最終章では、これまでの議論を整理した上で、将来、我々がどのようにテクノロジーに向き合っていけばよいのかについての提言がなされる。

 着実に成長を続けているテクノロジーに対して、我々は心理的な葛藤を抱くことがある。それは人間のテクノロジーの関係というよりは、人間と自然現象との関係に起因していると分析する。ハイデガーはかつて、技術とは「自然にあるすべてのものを人類が利用できるような潜在的資源として自己顕現させる方法のこと」であると言った。いまや、テクノロジーが世界に適合するのではなく、テクノロジーは世界を適合させようとしている。ハイデガーは、我々がテクノロジーを通じて、単に利用対象としてのみ存在するかのように自然を貶めていると述べた。だが一方でこれまで議論してきたように、テクノロジーの根底にあるのは深淵な自然である。にもかかわらず、テクノロジーが自然だとは感じられない。私たちは無意識のうちに、テクノロジーによる自然への想像を絶する介入に対して深刻な不安を感じている。

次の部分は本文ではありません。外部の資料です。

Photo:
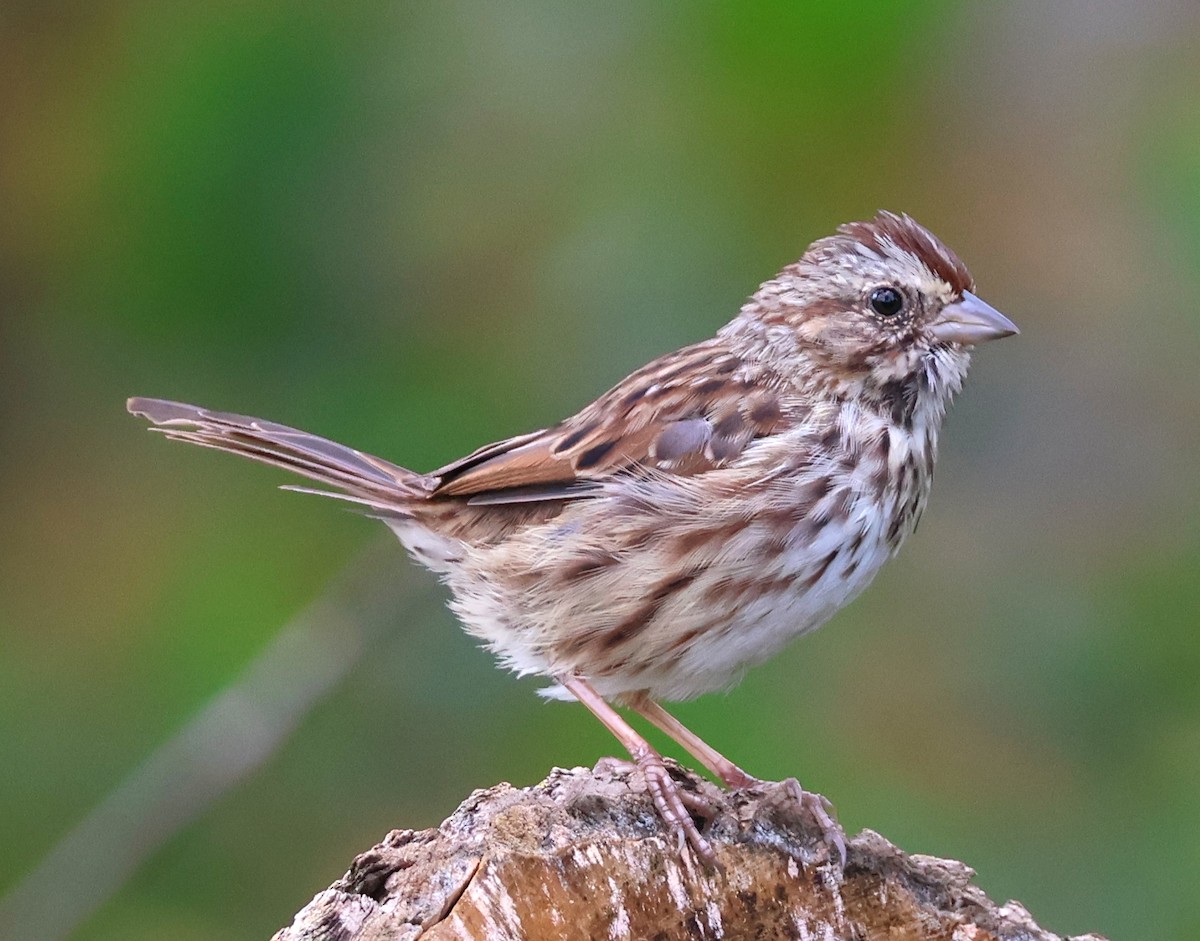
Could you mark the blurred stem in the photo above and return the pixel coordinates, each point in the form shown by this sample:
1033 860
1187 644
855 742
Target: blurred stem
232 736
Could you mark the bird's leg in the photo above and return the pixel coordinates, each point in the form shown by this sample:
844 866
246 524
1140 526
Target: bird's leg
733 777
730 773
669 798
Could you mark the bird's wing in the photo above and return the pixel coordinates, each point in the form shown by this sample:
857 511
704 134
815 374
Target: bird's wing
683 414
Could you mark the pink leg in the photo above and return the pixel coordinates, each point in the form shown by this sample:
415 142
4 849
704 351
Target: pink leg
666 793
730 773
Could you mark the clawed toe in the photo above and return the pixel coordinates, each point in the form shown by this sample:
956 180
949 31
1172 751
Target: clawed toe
822 813
673 805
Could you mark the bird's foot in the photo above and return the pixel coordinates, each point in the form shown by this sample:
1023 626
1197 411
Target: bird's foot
676 805
821 813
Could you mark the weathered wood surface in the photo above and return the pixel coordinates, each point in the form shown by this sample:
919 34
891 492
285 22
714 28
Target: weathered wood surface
583 856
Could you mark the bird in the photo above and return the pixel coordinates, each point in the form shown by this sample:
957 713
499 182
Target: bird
709 508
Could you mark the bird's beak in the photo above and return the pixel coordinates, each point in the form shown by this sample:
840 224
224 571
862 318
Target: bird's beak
971 321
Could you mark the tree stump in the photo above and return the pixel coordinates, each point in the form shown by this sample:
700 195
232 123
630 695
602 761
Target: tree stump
585 856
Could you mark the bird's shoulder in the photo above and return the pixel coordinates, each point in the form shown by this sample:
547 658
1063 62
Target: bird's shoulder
685 413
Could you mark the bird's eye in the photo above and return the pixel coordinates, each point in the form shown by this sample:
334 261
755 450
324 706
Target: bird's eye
887 301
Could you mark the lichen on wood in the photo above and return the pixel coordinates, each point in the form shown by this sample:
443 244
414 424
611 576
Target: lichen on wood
583 855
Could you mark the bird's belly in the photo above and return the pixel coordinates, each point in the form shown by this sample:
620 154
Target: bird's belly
763 621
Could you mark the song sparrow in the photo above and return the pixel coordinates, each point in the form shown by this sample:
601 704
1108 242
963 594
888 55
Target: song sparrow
706 510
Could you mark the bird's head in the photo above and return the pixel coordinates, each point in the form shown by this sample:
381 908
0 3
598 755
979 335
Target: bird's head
879 303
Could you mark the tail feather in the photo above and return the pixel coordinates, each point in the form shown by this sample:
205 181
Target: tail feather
361 478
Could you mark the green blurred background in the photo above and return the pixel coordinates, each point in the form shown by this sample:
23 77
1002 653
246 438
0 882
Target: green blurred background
419 227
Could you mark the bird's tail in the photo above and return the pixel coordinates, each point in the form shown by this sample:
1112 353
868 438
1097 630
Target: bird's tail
360 478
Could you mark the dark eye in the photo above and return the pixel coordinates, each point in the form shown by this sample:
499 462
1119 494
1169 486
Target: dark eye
887 301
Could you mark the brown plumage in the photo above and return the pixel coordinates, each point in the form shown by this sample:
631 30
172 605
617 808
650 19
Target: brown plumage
711 507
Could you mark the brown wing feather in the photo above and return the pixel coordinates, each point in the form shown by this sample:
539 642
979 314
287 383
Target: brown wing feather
684 413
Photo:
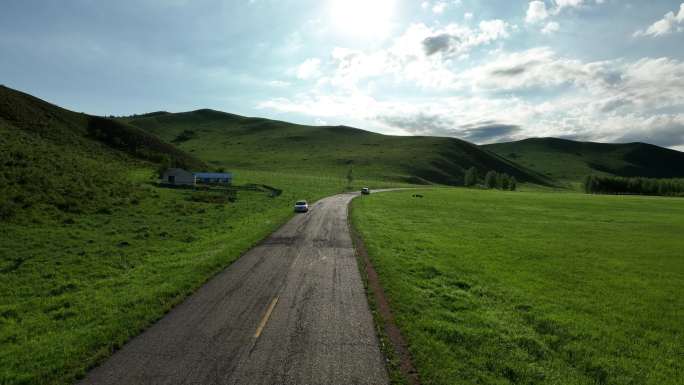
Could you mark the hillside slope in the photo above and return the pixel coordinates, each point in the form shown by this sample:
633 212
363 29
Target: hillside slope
571 161
233 141
70 161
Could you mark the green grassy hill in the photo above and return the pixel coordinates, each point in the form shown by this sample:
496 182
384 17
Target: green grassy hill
569 160
70 161
237 142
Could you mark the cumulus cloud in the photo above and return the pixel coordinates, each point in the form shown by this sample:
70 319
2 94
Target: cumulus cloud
536 12
309 69
551 28
611 100
439 7
441 125
456 39
665 26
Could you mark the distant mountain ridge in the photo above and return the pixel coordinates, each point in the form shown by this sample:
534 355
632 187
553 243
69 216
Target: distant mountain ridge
71 161
570 160
233 141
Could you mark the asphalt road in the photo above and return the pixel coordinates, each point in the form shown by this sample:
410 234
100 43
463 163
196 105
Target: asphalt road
290 311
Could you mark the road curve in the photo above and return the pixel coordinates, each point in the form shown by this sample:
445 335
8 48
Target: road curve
290 311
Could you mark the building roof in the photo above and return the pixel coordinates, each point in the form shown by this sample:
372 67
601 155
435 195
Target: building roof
214 175
176 170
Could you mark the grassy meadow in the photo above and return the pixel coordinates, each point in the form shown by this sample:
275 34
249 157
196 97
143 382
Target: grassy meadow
76 286
494 287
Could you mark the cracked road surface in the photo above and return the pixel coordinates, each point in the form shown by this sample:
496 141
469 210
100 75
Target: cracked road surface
292 310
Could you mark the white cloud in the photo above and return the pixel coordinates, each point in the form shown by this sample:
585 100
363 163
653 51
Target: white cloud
665 26
536 12
614 100
309 69
439 7
551 28
279 83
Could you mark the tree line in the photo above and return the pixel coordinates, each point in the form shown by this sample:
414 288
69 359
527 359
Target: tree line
594 184
492 180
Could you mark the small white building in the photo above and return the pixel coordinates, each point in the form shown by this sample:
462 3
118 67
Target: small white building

 著者は、我々がテクノロジーを持つかどうかが要点ではなく、テクノロジーを顔のない意志を削ぐ存在として受け入れるべきか、それとも、有機的で生活を豊かにするものとして所有するかというところにあるのだと主張する。そして、テクノロジーが人生の挑戦や意義、目的、自然との共存を高めるのであれば、人生や我々が人間であることを肯定していることが述べられ、本書は締め括られる。

 

 第一部で展開されたテクノロジーとは何かに関する著者の議論を特徴付けるとすれば、それは「汎テクノロジー論」と言えそうである。著者は、テクノロジーを、ある目的を達成する手段であり、構成要素の組み合わせからなり(それは再帰性をもつ)、かつ現象をプログラミングするものだと定義した。また、処理や手段といったソフトウェアも、装置などのハードウェアもテクノロジーであるとする。さらに、自然現象だけではなく人間の行動に関する原理を利用するものまで広義のテクノロジーとみなす。そうすると、貨幣や金融制度、音楽など、我々が通常テクノロジーと考えるもの以外の人工物までをもテクノロジーとみなすことは一応可能であるように思う。そうなると、身の回りのおよそ全ての事物がテクノロジーに見えてくる。それはある種の「汎テクノロジー論」ではないだろうか。評者は、この議論は間違っているとは思わない。ただし、上記の定義に当てはまるテクノロジーが真の意味でのテクノロジーになりうるのは、設計者ないしエンジニアが、ある程度現象の利用を意図して創作するという条件がつくと考える。例えば、マーラー交響曲は、作曲家自身が、聴衆の脳内作用を予め計算して、音を紡いでいったとは思えない。もし本当にそれを意図しているのであればテクノロジーと呼んで良いのかもしれないが、そうでなければ芸術作品といった方が自然な気がする。同じく貨幣への信頼も、意図して形成されたわけではないだろう。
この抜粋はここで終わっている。